Once you have a figure for the cost of leads from each of your marketing strategies, you next need to calculate an ROI for each of them. This will highlight their effectiveness and pinpoint areas for improvement.
Lead to customer ratio
Your lead to customer ratio tells you how many leads you need to generate to meet your customer and revenue targets. It also gives you an idea of how effective your marketing strategies are at generating quality leads and how well your sales team is doing at turning them into deals.
A low lead to customer ratio suggests you need to improve the quality of your leads and/or the sale process that follows them.
Conversion rate should be a familiar term by now. Strictly speaking, your conversion rate will be the percentage of users who convert after landing on any page with a conversion goal.
This is a favourite metric with marketers.
As with all metrics, though, conversion rate can be problematic if you focus on it too heavily. For example, it can’t differentiate between a user who sees your CTA and one that doesn’t. Which means using conversion rate at a page level to gauge the effectiveness of your CTA can be misleading.
Metrics and KPIs for engagement
Before you can generate leads you need to engage users and get your message across. This is what makes engagement metrics important. Because, if users never get to see your message, then your lead generation efforts are off to a false start.
This one is generally associated with eCommerce brands and shopping cart abandonment. However, abandonment can refer to any kind of conversion goal that users quit before finishing. You can have form abandonment rates, video abandonment rates, chatbot session abandonment rates and many more.
Click through rate
When you want users to click from one location to another, measuring click through rates is imperative. This helps you understand how effective your messages are at encouraging users to click through to the next stage, whether it be organic traffic, PPC traffic or users moving from one page on your site to another.
Bounce rate is the number of users who only visit one page on your website before leaving. This isn’t always a bad thing (eg: if users convert right away and leave) but it often suggests visitors can’t find what they’re looking for or don’t like what they’ve found.
Time on site
Time on site measures the entire duration of a user session. Again, you don’t always want a lengthy user session but more time generally suggests more engagement.
Pages per visit
Pages per visit simply tells you how many pages a user visits during a session. This is an interesting metric because too few pages could suggest your messaging isn’t getting the right response from users. But too many pages could suggest your messaging or navigation is too confusing.

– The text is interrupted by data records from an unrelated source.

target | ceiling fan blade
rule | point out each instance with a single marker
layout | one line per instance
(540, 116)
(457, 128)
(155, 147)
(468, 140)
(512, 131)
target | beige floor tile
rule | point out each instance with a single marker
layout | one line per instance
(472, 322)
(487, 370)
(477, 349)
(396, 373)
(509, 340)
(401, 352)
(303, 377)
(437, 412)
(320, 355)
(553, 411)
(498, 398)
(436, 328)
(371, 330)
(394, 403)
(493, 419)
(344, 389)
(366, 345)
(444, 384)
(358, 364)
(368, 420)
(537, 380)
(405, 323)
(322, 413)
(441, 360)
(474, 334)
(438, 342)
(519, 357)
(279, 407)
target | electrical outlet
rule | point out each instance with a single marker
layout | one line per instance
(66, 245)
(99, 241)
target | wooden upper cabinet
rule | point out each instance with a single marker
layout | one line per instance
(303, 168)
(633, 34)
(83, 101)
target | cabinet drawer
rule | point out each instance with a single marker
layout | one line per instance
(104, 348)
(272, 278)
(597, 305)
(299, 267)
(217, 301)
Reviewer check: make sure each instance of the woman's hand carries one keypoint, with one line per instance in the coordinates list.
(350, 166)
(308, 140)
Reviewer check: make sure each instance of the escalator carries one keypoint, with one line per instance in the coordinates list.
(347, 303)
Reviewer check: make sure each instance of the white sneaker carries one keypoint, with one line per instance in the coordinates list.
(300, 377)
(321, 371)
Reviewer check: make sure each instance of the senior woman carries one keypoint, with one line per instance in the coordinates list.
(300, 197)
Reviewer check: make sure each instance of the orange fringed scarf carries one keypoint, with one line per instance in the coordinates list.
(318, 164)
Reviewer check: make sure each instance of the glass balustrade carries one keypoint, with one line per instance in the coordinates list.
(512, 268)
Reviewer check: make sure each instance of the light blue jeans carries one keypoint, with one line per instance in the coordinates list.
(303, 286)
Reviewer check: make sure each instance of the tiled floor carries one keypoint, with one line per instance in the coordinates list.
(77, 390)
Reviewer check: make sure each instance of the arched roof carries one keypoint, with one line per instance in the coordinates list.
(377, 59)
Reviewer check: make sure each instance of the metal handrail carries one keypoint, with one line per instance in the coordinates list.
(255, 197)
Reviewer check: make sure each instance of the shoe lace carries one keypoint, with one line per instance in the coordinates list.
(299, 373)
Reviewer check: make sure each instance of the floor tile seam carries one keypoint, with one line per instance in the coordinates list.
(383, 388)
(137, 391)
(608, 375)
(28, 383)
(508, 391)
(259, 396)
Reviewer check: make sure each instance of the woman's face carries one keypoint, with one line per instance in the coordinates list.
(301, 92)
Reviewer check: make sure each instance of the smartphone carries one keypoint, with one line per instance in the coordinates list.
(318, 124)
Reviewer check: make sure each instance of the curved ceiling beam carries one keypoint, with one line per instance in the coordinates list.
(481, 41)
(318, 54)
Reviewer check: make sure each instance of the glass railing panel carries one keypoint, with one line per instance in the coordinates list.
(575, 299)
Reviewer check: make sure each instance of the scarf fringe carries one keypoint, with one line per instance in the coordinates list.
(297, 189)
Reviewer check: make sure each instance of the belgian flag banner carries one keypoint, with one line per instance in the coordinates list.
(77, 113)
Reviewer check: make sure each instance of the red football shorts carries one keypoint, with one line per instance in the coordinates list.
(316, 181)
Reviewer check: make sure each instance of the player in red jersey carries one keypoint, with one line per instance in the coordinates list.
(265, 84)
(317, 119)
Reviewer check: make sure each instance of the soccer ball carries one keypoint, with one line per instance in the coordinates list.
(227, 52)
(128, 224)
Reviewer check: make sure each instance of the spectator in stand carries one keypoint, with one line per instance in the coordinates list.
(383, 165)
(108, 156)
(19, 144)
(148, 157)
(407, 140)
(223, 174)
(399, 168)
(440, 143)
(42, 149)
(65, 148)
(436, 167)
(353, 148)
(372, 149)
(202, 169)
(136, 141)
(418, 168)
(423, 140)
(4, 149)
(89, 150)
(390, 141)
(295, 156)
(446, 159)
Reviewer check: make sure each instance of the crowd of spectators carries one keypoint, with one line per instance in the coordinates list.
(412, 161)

Start with the right KPIs and metrics
These days, most marketers are swimming in more data than they can handle. The problem is data without context means nothing and prioritising the right KPIs and metrics is a vital start to measuring your marketing efforts with accuracy.
First, define your goals and then assign the right KPIs that enable you to measure success. Next, identify the metrics that provide the data your KPIs need and filter out anything else. Don’t get bogged down in data that’s irrelevant to the core goals of your campaigns. Everything but the essential data is a distraction.